Coach Troy's Training Tips: How do i prioritize my training?

I have a full time job and a family... how do I prioritize my training?

The less time you have available to train, the more focused and purposeful your training needs to be in order to be effective. 
The good news is: I've discovered that most people can see marked improvement in the Sprint-to-Olympic distances on 7-10 hours per week, and in the Half and Full Ironman distances on 12-15 hours per week.
The keys to success are:
     1. Timing of the training progression.
     2. Frequency of how often you train each sport.
     3. Intensity of how hard you do each workout. 
And while logging 20-30 hours a week of training can work too (i.e. the Volume theory), we'll reserve that training-time commitment for the pros and AG'ers with lots of free time on their hands.  
For the ultra busy person, success starts with a plan of attack. Get a training plan! 
One of mine would certainly be effective, but there are many others out there too that work just fine. You need that blueprint to follow and to help you stay on track, accountable and focused on your goals.
Next, make training an important priority and always do your key workout for the day FIRST.  

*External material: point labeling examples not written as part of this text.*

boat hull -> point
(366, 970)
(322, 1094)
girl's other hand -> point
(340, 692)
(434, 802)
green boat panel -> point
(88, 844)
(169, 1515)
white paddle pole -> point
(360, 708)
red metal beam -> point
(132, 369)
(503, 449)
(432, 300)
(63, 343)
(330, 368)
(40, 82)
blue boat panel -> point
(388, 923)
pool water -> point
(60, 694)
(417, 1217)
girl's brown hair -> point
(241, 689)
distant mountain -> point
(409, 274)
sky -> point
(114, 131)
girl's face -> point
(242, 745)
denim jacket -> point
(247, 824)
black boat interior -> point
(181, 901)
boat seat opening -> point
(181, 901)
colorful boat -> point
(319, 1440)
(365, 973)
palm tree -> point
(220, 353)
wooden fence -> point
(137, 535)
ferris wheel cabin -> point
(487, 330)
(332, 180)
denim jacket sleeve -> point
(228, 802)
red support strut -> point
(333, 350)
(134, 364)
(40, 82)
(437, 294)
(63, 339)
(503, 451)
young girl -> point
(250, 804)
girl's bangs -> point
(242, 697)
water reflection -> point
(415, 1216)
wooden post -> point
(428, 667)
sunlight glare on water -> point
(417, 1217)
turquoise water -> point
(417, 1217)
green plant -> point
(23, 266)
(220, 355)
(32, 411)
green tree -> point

They always say that the first thing you do in the morning (after going to the bathroom!) is the most important thing for you to do that day.  When it comes to training for three sports, this makes sense.  
I like for my athletes to train their key sport first, when their energy level is high and their muscles (and nervous system) is fresh. This way, the day won't "Get away" from you and next thing you missed your key workout session due to other stuff that cluttered your day. 

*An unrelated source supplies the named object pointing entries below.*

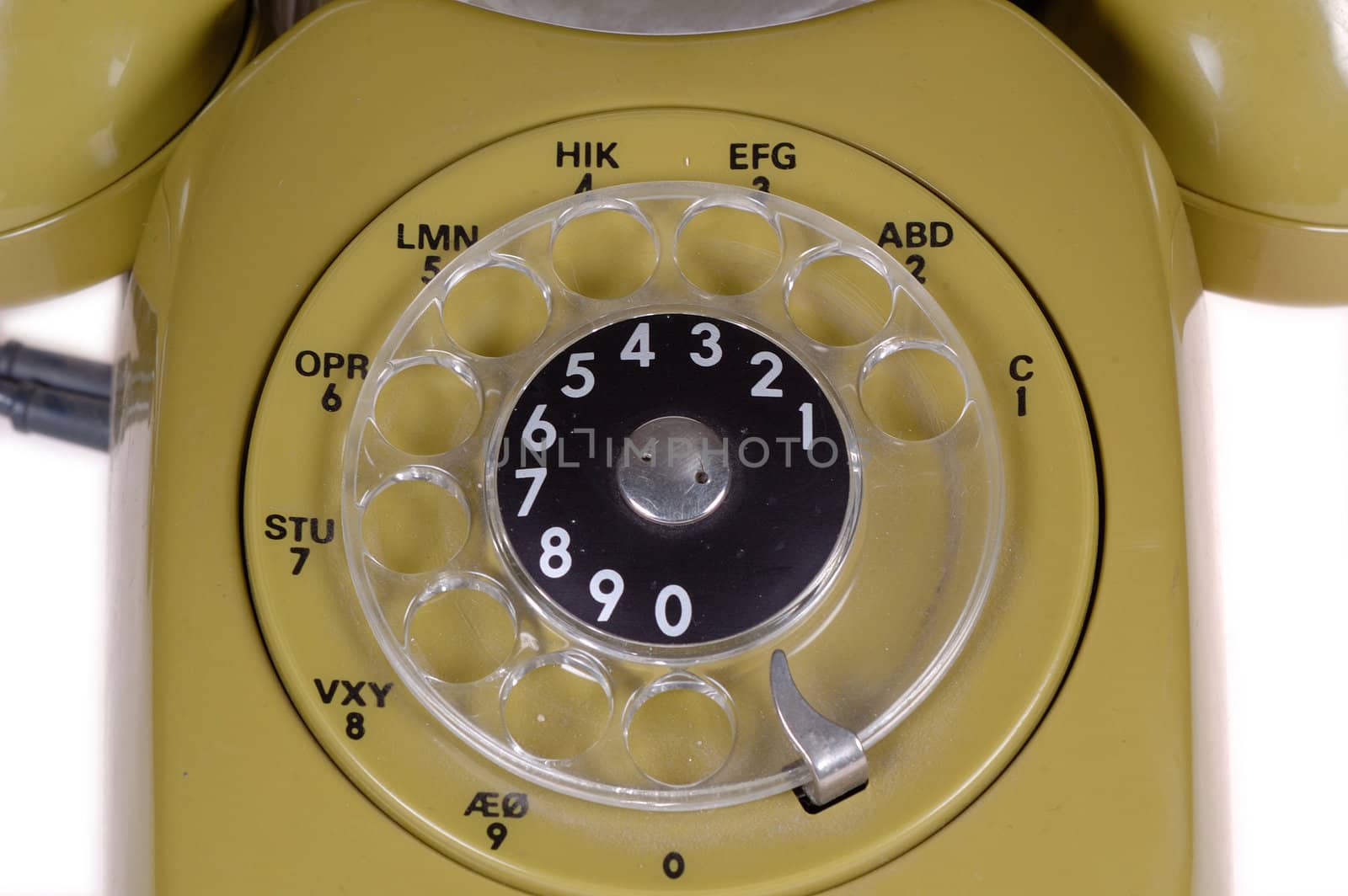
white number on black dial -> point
(624, 554)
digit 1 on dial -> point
(647, 480)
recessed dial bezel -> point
(790, 612)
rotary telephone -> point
(575, 457)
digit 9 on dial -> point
(716, 433)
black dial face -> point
(673, 480)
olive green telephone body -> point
(411, 232)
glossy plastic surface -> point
(296, 161)
(94, 88)
(92, 94)
(1250, 103)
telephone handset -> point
(593, 462)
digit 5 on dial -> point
(687, 493)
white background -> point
(1271, 615)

Train early... get it done! 
I mentioned that frequency is important—train often, not long—when you are short on time.  If you only have 20 minutes, use it to do a run or to hit the elastic cords from some dryland work.  
Try to maintain your momentum and boost your aerobic energy systems by doing 3-5 workouts per sport, each week, even if the workouts are short in duration.
Busy people are the best at managing time and getting the most bang for the buck when it comes to training for triathlon. You don't need to train all day in order to become a stronger athlete.